El buen doctor. Que sea cardiólogo y parezca incapaz de demostrar su “corazón” es más que significativo. Colin Farrell vio la luz al cruzarse con Lanthimos, porque su falta de estímulo es perfecta para encarnar sus personajes. Si con Langosta vimos un ligero cambio en la narración del director, es tal vez El sacrificio de un ciervo sagrado la que tiene las connotaciones más suaves y coloristas de todas sus películas. Aunque el daño final es el mismo. En un mundo donde la falta de decisión y la apatía ante la destrucción de lo ajeno es habitual (siempre meros espectadores de nuestros dramas), Yorgos decide arremeter contra una familia acomodada —padre, madre, hija, hijo— para desestructurar su burbuja. Lo hace a partir de los ideales de lo sagrado y la muerte (ese tema que tanto parece obsesionar al director), metiéndonos en un bucle destructivo y narcisista, incluso sobrenatural o terrorífico (este calificativo siempre encaja con él).
Lanthimos nos traduce esa fobia que genera la sociedad a partir de reflejos. Poco a poco nos percatamos que un cristal siempre puede ocultar a sus protagonistas, reflejando en esos cristales la naturaleza, objetos, otros personajes… todo es válido para marcar esa distancia entre lo que ocurre y lo que el entorno ofrece, al tiempo que los espejos trabajan con mayor amplitud si cabe. Amparado por su pulcritud visual, parece un objetivo cumplido el marcar una línea media en muchos de sus planos, una acción que centra nuestra atención sin ser capaz de llamarlo simetría por las diferencias casi inapreciables de ambos cuadrantes de la imagen.

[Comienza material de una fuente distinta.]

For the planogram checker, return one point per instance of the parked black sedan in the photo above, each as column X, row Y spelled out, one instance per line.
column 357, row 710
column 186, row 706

A estas alturas, lo del bien y el mal es algo que apenas importa en los mundos del griego, y es difícil destacar un personaje por encima de otro, cuando todos nos ofrecen un retorcido concepto a partir de sus actos, pero sin duda es Martin (interpretado por Barry Keoghan) el que nos hará sangrar, pues le ha tocado el rol imposible, que perfectamente puede explicarse con palabras. Porque son las palabras las que mejor definen las intenciones del director, y aunque el nivel de violencia ha bajado con los años, la bofetada con mano abierta sigue ahí, esa que nos dejará una marca instantánea en el rostro, roja y humeante, y otra indeleble en nuestro recuerdo.
Bella, como siempre, e incómoda como se espera. Así es El sacrificio de un ciervo sagrado.